Massive investments in AI hyperscalers are not the end game. They are laying foundational infrastructure, like the 19th-century electrical grid, which will enable a future explosion of derivative applications across all industries.
The long-held Silicon Valley belief that 'the best tech always wins' is a dangerous myth. For the next decade, success will be determined by distribution strategy—the ability to reach customers at scale—not just technical prowess.
A simple heuristic to define deep tech: if you overhear a startup's pitch and think, 'I have no idea how to build that,' it's likely deep tech. This moves beyond jargon to a practical, intuitive understanding.
Limited Partners and VCs increasingly believe the SaaS investment thesis has 'run its course' for generating massive returns. This perception is driving capital flow into deep tech, now viewed as the next wave for outsized performance.

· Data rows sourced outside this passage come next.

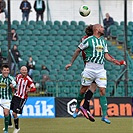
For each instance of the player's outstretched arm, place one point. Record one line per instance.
(76, 53)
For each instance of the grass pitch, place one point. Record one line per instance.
(70, 125)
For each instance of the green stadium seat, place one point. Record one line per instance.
(59, 38)
(47, 27)
(44, 32)
(22, 63)
(42, 38)
(63, 27)
(24, 23)
(53, 53)
(1, 38)
(4, 27)
(71, 27)
(65, 23)
(21, 27)
(66, 43)
(45, 53)
(49, 42)
(55, 27)
(56, 48)
(32, 42)
(44, 72)
(73, 23)
(61, 32)
(32, 22)
(68, 38)
(53, 32)
(37, 53)
(116, 23)
(34, 38)
(39, 44)
(76, 38)
(24, 43)
(36, 32)
(20, 32)
(57, 42)
(38, 48)
(69, 32)
(60, 57)
(30, 48)
(13, 26)
(48, 22)
(30, 27)
(56, 22)
(64, 47)
(38, 27)
(25, 37)
(78, 32)
(28, 53)
(130, 23)
(80, 27)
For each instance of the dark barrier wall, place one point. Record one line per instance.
(116, 106)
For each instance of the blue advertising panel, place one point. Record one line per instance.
(37, 107)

Deep tech is highly varied (space, robotics, bio). VCs accustomed to the homogenous SaaS playbook lack the expertise to underwrite these diverse areas, so they default to chasing a few consensus 'winners,' causing unhealthy capital concentration.
Series A investors have become fixated on unrealistic '10x year-over-year growth' metrics. This creates a difficult funding environment for fundamentally strong companies that are growing at a more sustainable but less hyped 3-4x rate.
Large companies dismiss opportunities that aren't massive enough to impact their market cap (e.g., 'just a $2 billion opportunity'). This creates openings for startups to dominate valuable niches that incumbents ignore due to their own scale.
The common saying 'You'll be replaced by someone using AI' is a fallacy. Many core venture capital functions are susceptible to direct replacement by AI, and VCs who ignore this risk doing so at their own peril.